Unemployment insurance has long been a vital lifeline for struggling American families during challenging times that keeps money flowing back into local economies, stimulating economic activity and job creation. While Democratic leaders in the Senate are working to pass an extension this week, their Republican counterparts are doing their best to yank the rug out from underneath jobless Americans. Meanwhile, House GOP leaders have no plans to bring the issue to a vote.
Last year, House Republicans voted nearly 50 times to block health care for 30 million uninsured Americans. Not content wasting valuable time on these votes, Tea Party extremists engineered a government shutdown that put over a million federal employees and government contractors out of work, delayed disaster relief payments to flood ravaged states like Colorado, and shelved pending legislative items that will help grow our economy, like the bipartisan transportation bill. Early estimates suggest the loss of government services alone will drain nearly $3.1 billion from our gross domestic product this year.

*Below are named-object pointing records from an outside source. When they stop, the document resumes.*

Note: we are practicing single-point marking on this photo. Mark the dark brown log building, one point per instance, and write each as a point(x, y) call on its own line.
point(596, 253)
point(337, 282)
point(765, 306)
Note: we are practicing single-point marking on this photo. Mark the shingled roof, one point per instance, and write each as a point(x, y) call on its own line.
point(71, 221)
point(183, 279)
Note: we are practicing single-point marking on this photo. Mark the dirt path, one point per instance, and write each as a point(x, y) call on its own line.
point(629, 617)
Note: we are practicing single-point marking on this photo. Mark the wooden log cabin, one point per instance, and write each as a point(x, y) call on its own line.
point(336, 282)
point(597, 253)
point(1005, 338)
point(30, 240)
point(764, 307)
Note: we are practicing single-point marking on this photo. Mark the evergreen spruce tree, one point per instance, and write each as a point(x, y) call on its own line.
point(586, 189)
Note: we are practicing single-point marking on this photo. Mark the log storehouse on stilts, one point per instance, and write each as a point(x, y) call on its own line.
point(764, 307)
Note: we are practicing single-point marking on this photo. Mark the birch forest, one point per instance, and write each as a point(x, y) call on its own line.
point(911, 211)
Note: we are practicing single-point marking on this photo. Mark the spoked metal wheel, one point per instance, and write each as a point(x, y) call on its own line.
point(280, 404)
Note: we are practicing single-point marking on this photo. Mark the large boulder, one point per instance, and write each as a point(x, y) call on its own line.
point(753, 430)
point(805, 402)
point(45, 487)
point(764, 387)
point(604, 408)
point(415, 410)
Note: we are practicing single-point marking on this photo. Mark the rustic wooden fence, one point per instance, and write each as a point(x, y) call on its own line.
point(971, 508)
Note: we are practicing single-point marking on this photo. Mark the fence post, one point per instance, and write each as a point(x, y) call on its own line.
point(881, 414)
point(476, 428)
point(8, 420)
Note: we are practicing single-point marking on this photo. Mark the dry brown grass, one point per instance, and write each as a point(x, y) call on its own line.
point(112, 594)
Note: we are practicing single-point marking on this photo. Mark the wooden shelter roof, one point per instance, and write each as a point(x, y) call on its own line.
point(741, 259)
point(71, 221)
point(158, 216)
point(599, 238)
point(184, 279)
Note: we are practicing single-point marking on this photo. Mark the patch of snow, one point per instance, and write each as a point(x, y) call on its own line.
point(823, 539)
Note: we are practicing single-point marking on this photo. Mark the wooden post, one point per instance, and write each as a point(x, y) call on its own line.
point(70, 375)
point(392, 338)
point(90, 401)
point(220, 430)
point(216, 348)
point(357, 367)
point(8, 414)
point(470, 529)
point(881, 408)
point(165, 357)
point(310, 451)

The income gap is a serious problem that is undermining the economic recovery. These programs, coupled with the Earned Income Tax Credit and housing supports, effectively lower the poverty rate to almost 8%. Rather than strengthen the social safety net while asking what we can do to make the situation better, Republicans continue to insist on gutting these programs, forcing Americans to choose between eating or paying the rent, going to the hospital or heating their homes. This is no time to be making those decisions harder.